Alcohol has an impact on the hormones oestrogen and progesterone. It reduces progesterone, which may already be low and increases oestrogen, which during the menopause is fluctuating. This can cause menopausal symptoms to worsen. Alcohol also has an effect on mood. Initially alcohol may lift the mood, but if too much is consumed it becomes a depressant. Menopause makes women more prone to depression and anxiety. So alcohol can potentially worsen this.

It appears alcohol and the menopause aren’t a great mix! Limiting alcohol or giving it up during the menopause transition is definitely going to be beneficial. Dry January is a great chance to see if cutting out alcohol for a month has an effect on your menopausal symptoms.

Alcohol and Midlife

Research done in Australia found that women in the 50-69 age group are more likely to drink more than younger women. But with alcohol tolerance and the bodies ability to detoxify alcohol decreasing with age, this can cause a lot of problems. It also explains why hangovers are so much worse than they used to be!

Alcohol alternatives

If you are use to having a drink, it is good to have some alternatives to stop you feeling deprived. With the alcohol free and low alcohol market booming, the good news is there are lots of alternatives around. Thankfully alcohol free no longer means taste free.

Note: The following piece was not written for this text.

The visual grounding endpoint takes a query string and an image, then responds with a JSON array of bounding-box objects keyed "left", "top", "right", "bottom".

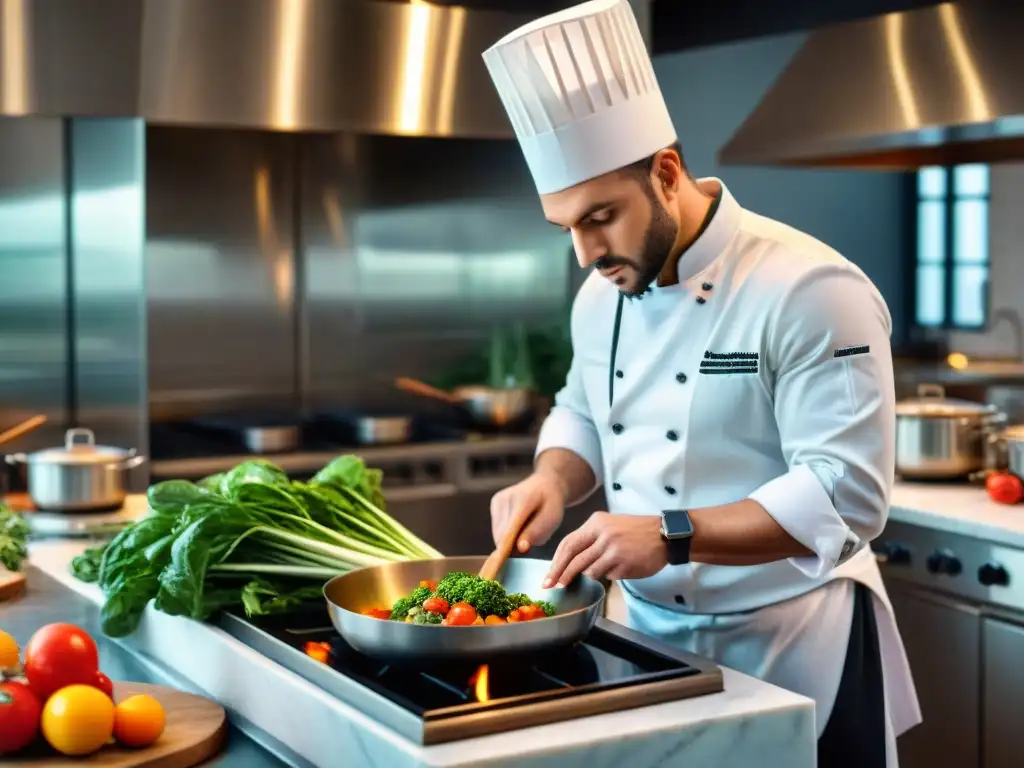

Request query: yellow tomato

Why not try kombucha, a fermented tea drink. With lots of great flavours and a bit of fizz it makes a great alternative to alcohol. Or you could try and make your own, experimenting with different flavours. It is not only a great alcohol alternative it can improve gut health. What’s not to love?

To reap the benefits of Dry January try to avoid sugary drinks to replace your usual tipple. Try adding fresh fruit (try tangy lemon or lime) and herbs/spices (mint, rosemary and grated ginger all work well) to sparkling water, still water or soda water on ice for a refreshing low sugar drink.

Dry January


Alcohol is one of many factors which can affect the menopause. If you are struggling with any menopausal symptoms and would like to book a free call to discuss them, then please get in touch. Reflexology is also a wonderful tool in helping with women’s health problems. So please get in touch to find out more or to book in.

Whilst avoiding or reducing alcohol in January isn’t the magic bullet to optimal health, it does have lots of health benefits. So, with all the potential health benefits it might be worth giving it a go. Happy Dry January!